According to Eddie Short, head of the information management practice at IT services group Capgemini, the average business leader wastes £800,000 a year by making the wrong decisions. There may be a fair few assumptions that go into calculating that figure (number of decisions, frequency of errors of judgement, etc) but it is perhaps a useful starting point when senior management are mulling over whether business intelligence tools can help them improve their capability to make the right choices.
Of course, real-world examples of the costliness of poor decision-making can be even more terrifying, Short suggests. For example, in 2004 Anglo-Dutch oil company Shell was hit with £83 million in fines, after it found that 20% of its ‘proven’ oil and gas reserves were not particularly proven – over 4.5 billion barrels were re-categorised as not commercially accessible. The resultant furore saw its share price battered, and senior executives – including the chairman, CFO and head of exploration – forced to leave the company.
“The real impact of consistently making wrong decisions is RIP: your business will be bought by competitors or by private equity [groups],” warns Short.
With hindsight, it is easy enough to point to the pitfalls of poor information in cases such as Shell, says Short, but business leaders should instead focus on what they can learn from successful organisations. There is a common theme emerging at today’s leading enterprises, he says: “The best, world-class businesses in every sector are focused on information.”
For Short, it is companies such as US financial services company Capital One which best embody the spirit of making information a core business asset. While the so-called ‘sub-prime’ lending market in the US is undergoing a period of upheaval, Capital One has consistently been able to identify which potential customers are likely to meet repayments, and weed out those that will not.
Such success is predicated on a board-level understanding of how good quality information and analysis can improve performance, says Short. But the flip side of this is that businesses have to invest both time and effort in ensuring that their information systems are providing information that can be relied upon. “Becoming an ‘intelligent enterprise’ – where information is at the heart of what the business does – is more than just implementing BI tools,” says Short.
Eddie Short
Head of information management, Capgemini
The difference between being ‘information-centric’ and ‘information-illiterate’, is highlighted by the competitive fallout in the UK utilities market, says Short. “Who is the most powerful company in that market?” he asks. In the information-centric view of the world, the answer has to be uSwitch – not a utilities company per se, but a consumer advice website that provides price comparisons for its users, allowing them to switch provider almost at will. “The utilities companies didn’t get it but they’re paying the price now: there’s no customer loyalty left,” says Short.

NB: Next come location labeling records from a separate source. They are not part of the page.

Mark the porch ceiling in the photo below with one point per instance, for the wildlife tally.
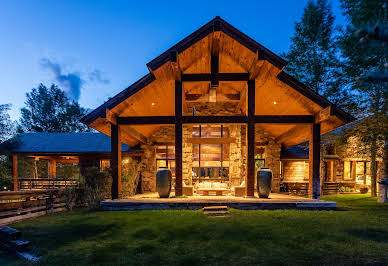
(276, 92)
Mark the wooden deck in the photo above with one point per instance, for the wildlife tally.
(151, 201)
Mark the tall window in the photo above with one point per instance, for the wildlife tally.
(165, 157)
(210, 161)
(259, 157)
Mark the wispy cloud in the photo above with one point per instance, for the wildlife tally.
(71, 82)
(97, 76)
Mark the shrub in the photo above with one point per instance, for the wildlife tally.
(97, 185)
(128, 177)
(70, 195)
(341, 189)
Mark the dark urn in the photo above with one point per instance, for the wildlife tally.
(264, 182)
(163, 182)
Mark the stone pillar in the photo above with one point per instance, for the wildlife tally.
(235, 156)
(116, 160)
(148, 173)
(187, 155)
(15, 174)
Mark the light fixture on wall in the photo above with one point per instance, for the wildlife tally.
(213, 93)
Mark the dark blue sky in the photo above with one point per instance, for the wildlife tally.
(107, 43)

Organisations are “overwhelmed” by data today, he explains, but simply adding technology is not going to help executives make sense of it. IT management needs to work alongside business colleagues to ensure that the right information is being delivered, and that consumers of the information have trust in its veracity.

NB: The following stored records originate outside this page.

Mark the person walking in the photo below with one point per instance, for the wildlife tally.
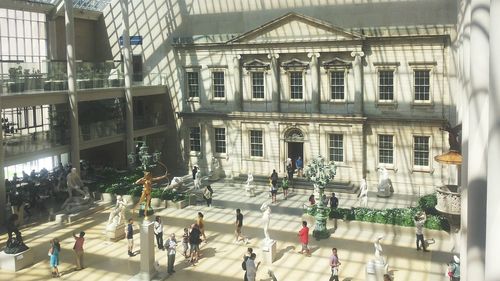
(207, 194)
(454, 269)
(299, 165)
(55, 249)
(194, 243)
(129, 233)
(304, 238)
(78, 248)
(244, 263)
(251, 267)
(419, 221)
(334, 265)
(170, 246)
(158, 230)
(201, 225)
(239, 225)
(185, 242)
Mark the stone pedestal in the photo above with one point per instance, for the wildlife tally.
(147, 270)
(375, 270)
(16, 262)
(115, 232)
(269, 251)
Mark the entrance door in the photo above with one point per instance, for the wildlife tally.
(295, 149)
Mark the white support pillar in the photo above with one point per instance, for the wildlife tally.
(492, 270)
(72, 92)
(315, 92)
(238, 93)
(477, 141)
(358, 82)
(127, 71)
(275, 91)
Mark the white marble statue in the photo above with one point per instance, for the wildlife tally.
(117, 215)
(363, 193)
(266, 218)
(384, 187)
(250, 188)
(379, 257)
(197, 180)
(78, 195)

In some companies, such initiatives have been instigated by charismatic leaders, who instinctively understand the importance of becoming information-centric. Short cites Randy Mott, now CIO at Hewlett-Packard, who has led information revolutions at both computer maker Dell and retailer Wal-Mart.

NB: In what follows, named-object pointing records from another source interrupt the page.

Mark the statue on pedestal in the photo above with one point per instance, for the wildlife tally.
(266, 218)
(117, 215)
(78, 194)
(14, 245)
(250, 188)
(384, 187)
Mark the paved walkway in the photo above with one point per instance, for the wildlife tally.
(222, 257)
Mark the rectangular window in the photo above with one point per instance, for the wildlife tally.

To its competitors, Dell’s success seemed to be predicated on building reasonable PCs and selling them cheaply; blindly copying that strategy resulted in IBM eventually having to exit the market with the sale of its PC division to China’s Lenovo, notes Short. In fact Dell’s success is based on becoming a virtually integrated data business, he says: being able to match customer requirements with business orders. Its control over information ensures that its operating costs are at an absolute minimum; indeed, it operates with negative working capital.
However, not all companies can count on having an information visionary at the helm, says Short. Rather, they can play in the same league by ensuring that the processes behind their decision making are sown through with reliable, consistent data and supported by BI tools to make sense of that.